Денег было много, но Ваниль не стала их тратить – открыла счет в банке. Она была экономной девочкой. Лечила зубы и стриглась в Чудове, покупала китайские шмотки и ужинала жареной куриной печенкой. Училась на факультете вычислительной математики, хотя с таким же успехом могла бы учиться на филолога-германиста или финансиста.
По окончании университета устроилась в компанию, которая торговала программным обеспечением. Платили хорошо, но половину зарплаты выдавали в конвертах. На работе Ваниль подружилась с усатенькой Юлькой, девушкой крупной, смуглой и бойкой, вместе они сняли квартиру с видом на Измайловский парк – выходило по двенадцать с половиной тысяч на душу в месяц. Именно с этой Юлькой Ваниль и пережила самое волнующее приключение в своей жизни: однажды они выпили вина и вместе пошли принимать душ – принимали до умопомрачения. Вскоре, однако, Юлька встретила своего милого, вышла замуж и съехала.
Ваниль перебралась в квартиру поменьше. По вечерам листала глянцевые журналы или сидела за компьютером, переписываясь с френдами в социальных сетях. Она вывешивала «ВКонтакте» свои фотографии – томные позы, затуманенный взгляд – и получала комментарии вроде: «Чем ты прогневила богов? Неужели они вернули тебя на землю, позавидовав твоей красоте?», счастливо вздыхала, но потом поджимала тонкие губы и на предложения о встречах в реале не отвечала.
Перед сном она принимала душ и подолгу разглядывала себя в зеркале. Невысокая, светло-пегие пушистые волосы, маленькие глаза, бесцветные губки, едва проклюнувшаяся грудь.

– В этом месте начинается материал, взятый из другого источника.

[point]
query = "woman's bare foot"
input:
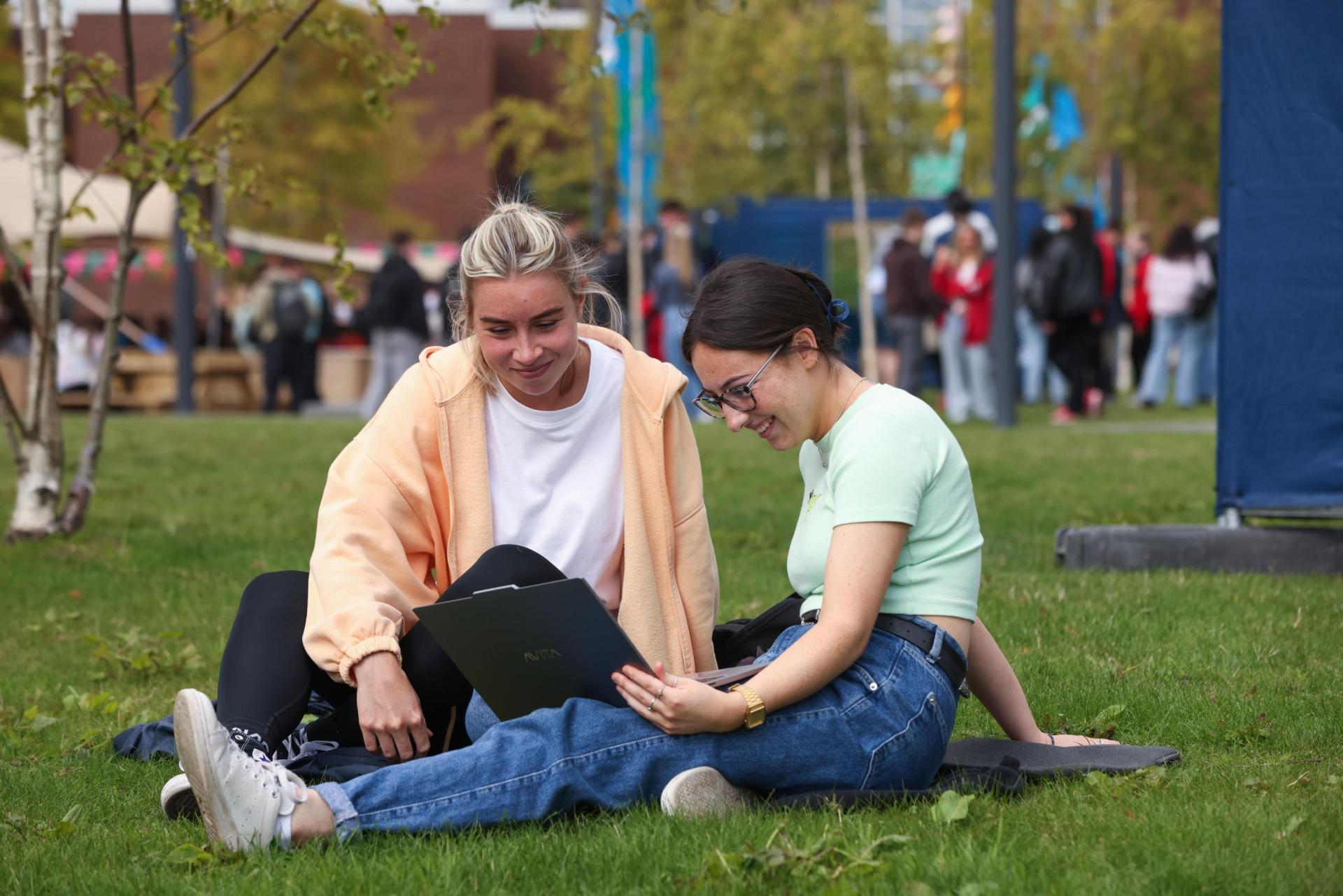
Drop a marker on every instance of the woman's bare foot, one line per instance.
(312, 820)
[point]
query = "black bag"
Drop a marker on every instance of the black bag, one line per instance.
(1204, 300)
(290, 309)
(740, 641)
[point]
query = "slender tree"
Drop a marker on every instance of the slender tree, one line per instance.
(111, 93)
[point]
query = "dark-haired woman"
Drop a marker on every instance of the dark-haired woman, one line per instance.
(1172, 280)
(1068, 300)
(886, 553)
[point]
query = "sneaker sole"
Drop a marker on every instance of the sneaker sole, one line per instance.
(179, 801)
(704, 792)
(192, 718)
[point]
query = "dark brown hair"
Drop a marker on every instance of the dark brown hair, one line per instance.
(1181, 243)
(754, 305)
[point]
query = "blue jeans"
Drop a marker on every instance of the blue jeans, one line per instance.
(1169, 332)
(1205, 332)
(1033, 360)
(955, 372)
(884, 723)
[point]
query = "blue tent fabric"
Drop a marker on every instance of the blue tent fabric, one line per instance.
(1280, 297)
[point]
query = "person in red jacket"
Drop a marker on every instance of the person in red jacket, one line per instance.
(965, 278)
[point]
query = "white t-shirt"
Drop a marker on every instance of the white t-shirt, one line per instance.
(555, 477)
(1172, 284)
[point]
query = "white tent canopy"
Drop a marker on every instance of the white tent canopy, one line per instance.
(106, 198)
(363, 259)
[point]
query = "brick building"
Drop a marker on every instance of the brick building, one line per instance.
(480, 54)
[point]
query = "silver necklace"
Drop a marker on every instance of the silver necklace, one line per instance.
(825, 461)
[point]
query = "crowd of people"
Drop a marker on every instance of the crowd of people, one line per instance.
(1072, 315)
(1084, 300)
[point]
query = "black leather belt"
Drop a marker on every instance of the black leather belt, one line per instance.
(948, 661)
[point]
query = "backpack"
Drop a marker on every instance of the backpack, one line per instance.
(290, 309)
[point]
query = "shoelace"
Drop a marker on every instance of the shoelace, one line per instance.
(281, 782)
(297, 747)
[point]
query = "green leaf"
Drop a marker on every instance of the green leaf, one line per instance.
(951, 808)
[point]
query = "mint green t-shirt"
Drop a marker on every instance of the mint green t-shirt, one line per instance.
(890, 458)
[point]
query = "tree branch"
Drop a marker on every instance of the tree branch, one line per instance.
(13, 422)
(128, 49)
(14, 261)
(81, 487)
(223, 100)
(125, 135)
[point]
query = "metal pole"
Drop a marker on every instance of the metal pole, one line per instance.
(597, 202)
(1004, 343)
(185, 289)
(634, 227)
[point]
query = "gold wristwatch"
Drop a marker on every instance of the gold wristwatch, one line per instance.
(755, 706)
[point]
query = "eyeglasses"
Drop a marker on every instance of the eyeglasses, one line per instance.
(739, 398)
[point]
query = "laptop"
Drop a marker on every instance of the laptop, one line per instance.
(534, 648)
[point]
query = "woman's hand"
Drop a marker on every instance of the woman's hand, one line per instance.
(1071, 741)
(390, 711)
(678, 706)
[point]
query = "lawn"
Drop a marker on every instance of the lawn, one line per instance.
(1242, 674)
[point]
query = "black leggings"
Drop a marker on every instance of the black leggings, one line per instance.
(267, 675)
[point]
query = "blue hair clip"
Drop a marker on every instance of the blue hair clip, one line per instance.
(836, 309)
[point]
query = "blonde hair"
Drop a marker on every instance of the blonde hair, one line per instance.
(958, 254)
(515, 241)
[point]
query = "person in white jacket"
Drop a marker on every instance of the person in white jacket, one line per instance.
(1173, 278)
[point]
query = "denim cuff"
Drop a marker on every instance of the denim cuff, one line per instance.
(343, 811)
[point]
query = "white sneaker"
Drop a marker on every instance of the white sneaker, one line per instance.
(704, 792)
(239, 797)
(179, 799)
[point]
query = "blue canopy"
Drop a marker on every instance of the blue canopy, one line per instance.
(1280, 297)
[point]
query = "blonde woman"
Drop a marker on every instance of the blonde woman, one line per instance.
(861, 693)
(965, 278)
(534, 449)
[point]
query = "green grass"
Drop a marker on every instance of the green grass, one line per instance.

Ни цвета, ни вкуса, ни запаха. Разве что ноги – ноги у нее были идеальные, не однобрюховские.
Однажды Нико сказал, что Ваниль похожа на недопроявленную фотографию: изображение лишено резкости, лицо словно в тумане.
«В ней еще не проснулся бог, – сказал Нико. – Но это еще случится. Лишь бы это был нормальный бог, человеческий…»
За десять лет Ваниль прибавила в груди, в бедрах и заднице – ей это шло.
И накопила на банковском счете почти двадцать тысяч евро.
Всякий раз, когда она приезжала в Чудов, мать заводила один и тот же разговор: «Пора замуж, пора». Ну конечно, Ванили хотелось встретить своего милого. Но что-то удерживало ее, что-то мешало ей ответить взаимностью тем парням, которые изредка пытались за нею ухаживать. Одному из них она даже позволила поцеловать ее по-настоящему, с языком, но когда он вдруг полез под юбку, оттолкнула и сказала: «Нет». И больше с ним не встречалась.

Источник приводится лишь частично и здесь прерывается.